New quantum regret algorithm guarantees channel-proof learning in games
Coherent swap regret reaches O(√dT log d) via entropic mirror ascent on CPTP Choi slice.
Sohail Sarkar's paper presents a new regret framework for quantum games, addressing a fundamental gap in how stability is measured when players can apply local completely positive trace-preserving (CPTP) maps. Traditional external regret only considers fixed alternative strategies, but in quantum settings, players can physically transform the state they receive.
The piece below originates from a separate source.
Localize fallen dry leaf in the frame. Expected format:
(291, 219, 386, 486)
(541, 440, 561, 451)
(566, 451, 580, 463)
The proposed coherent swap regret captures all such local CPTP deviations, and the author provides an algorithm achieving O(√dT log d) regret via entropic mirror ascent on the CPTP Choi slice with a fixed-point play rule.
The analysis reveals a three-level hierarchy: replacement channels recover ordinary external regret, unital channels (including unitary deviations) have zero minimax regret, and deterministic measurement-preparation channels force Ω(√dT log d) regret — meaning the difficulty comes from non-unital use of the recommendation register. As an application, decentralized full-information learning in finite quantum games reaches an ε-approximate separable quantum correlated equilibrium after T=O(max_i d_i log d_i / ε²) rounds. The paper also provides an SDP audit for local CPTP exploitability and a probing-bandit extension with pseudo-regret O(d^{4/3}T^{2/3}(log d)^{1/3}).
- Coherent swap regret measures stability against any local CPTP map, not just fixed alternatives.
- Algorithm achieves O(√dT log d) regret using entropic mirror ascent on the Choi slice.
- Decentralized learning reaches ε-approximate separable quantum correlated equilibrium in O(d log d / ε²) rounds.
Why It Matters
Enables provably stable multi-agent quantum learning and provides audit tools for quantum recommendation protocols.